U.S. Bancorp sees higher loan losses; shares fall
NEW YORK (Reuters) - U.S. Bancorp (USB.N), the sixth-largest U.S. bank, on Tuesday projected higher credit losses in the third quarter, and said it will add more reserves at the expense of current earnings until it is convinced loan losses will decline.
The news was surprising in that U.S. Bancorp has largely skirted many of the problems afflicting many rivals amid difficult U.S. housing and credit markets.
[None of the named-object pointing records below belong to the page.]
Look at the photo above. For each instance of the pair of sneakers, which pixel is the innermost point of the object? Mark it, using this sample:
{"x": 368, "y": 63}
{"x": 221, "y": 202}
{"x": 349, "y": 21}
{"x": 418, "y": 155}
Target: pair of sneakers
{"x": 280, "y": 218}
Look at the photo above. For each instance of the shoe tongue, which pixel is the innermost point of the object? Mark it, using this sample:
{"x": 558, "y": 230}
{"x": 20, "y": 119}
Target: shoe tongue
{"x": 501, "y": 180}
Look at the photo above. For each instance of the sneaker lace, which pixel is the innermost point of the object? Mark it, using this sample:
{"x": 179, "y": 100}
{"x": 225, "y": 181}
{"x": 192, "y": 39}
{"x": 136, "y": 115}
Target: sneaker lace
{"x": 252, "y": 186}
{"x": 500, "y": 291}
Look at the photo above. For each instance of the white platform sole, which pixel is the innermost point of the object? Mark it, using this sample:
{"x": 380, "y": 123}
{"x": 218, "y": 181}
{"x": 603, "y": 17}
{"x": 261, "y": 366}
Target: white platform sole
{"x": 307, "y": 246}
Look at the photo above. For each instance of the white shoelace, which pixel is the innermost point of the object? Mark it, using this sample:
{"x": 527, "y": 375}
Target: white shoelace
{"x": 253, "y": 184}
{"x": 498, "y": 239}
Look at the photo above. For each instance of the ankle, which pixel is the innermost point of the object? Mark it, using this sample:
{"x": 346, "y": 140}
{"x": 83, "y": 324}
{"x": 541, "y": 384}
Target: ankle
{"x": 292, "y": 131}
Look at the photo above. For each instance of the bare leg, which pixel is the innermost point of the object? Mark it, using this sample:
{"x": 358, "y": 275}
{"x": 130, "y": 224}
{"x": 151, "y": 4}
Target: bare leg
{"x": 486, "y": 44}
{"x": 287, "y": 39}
Shares of the bank fell as much as 7.4 percent.
U.S. Bancorp said it expects third-quarter net charge-offs to rise 25 percent to 28 percent from the second quarter, following a 35 percent increase in the second quarter compared with the first.
It also said third-quarter nonperforming assets should rise 27 percent to 32 percent from the second quarter, after a 34 percent increase in the prior period.
Speaking at a Lehman Brothers Inc financial services conference, U.S. Bancorp Chief Executive Richard Davis said much of the projected increase is tied to loans for commercial real estate, to property developers, and in California.
He said there has been a "contagion" effect from tough housing conditions, and that the bank will keep adding to loss reserves "until we see loan losses absolutely going down."
Separately, Davis said U.S. Bancorp may face a $150 million to $250 million third-quarter charge for exposure to asset-backed commercial paper and structured investment vehicles that lost value as credit markets tightened.
He also said the bank may need to write down its $97 million investment in preferred stock of Fannie Mae (FNM.N) and Freddie Mac (FRE.N).
In afternoon trading, U.S. Bancorp shares were down $1.48, or 4.4 percent, at $32.46 the New York Stock Exchange, after earlier falling as low as $31.42.
Through Monday, the shares had risen 7 percent this year, compared with a 17 percent drop in the 24-member KBW Bank Index .BKX, which includes U.S. Bancorp.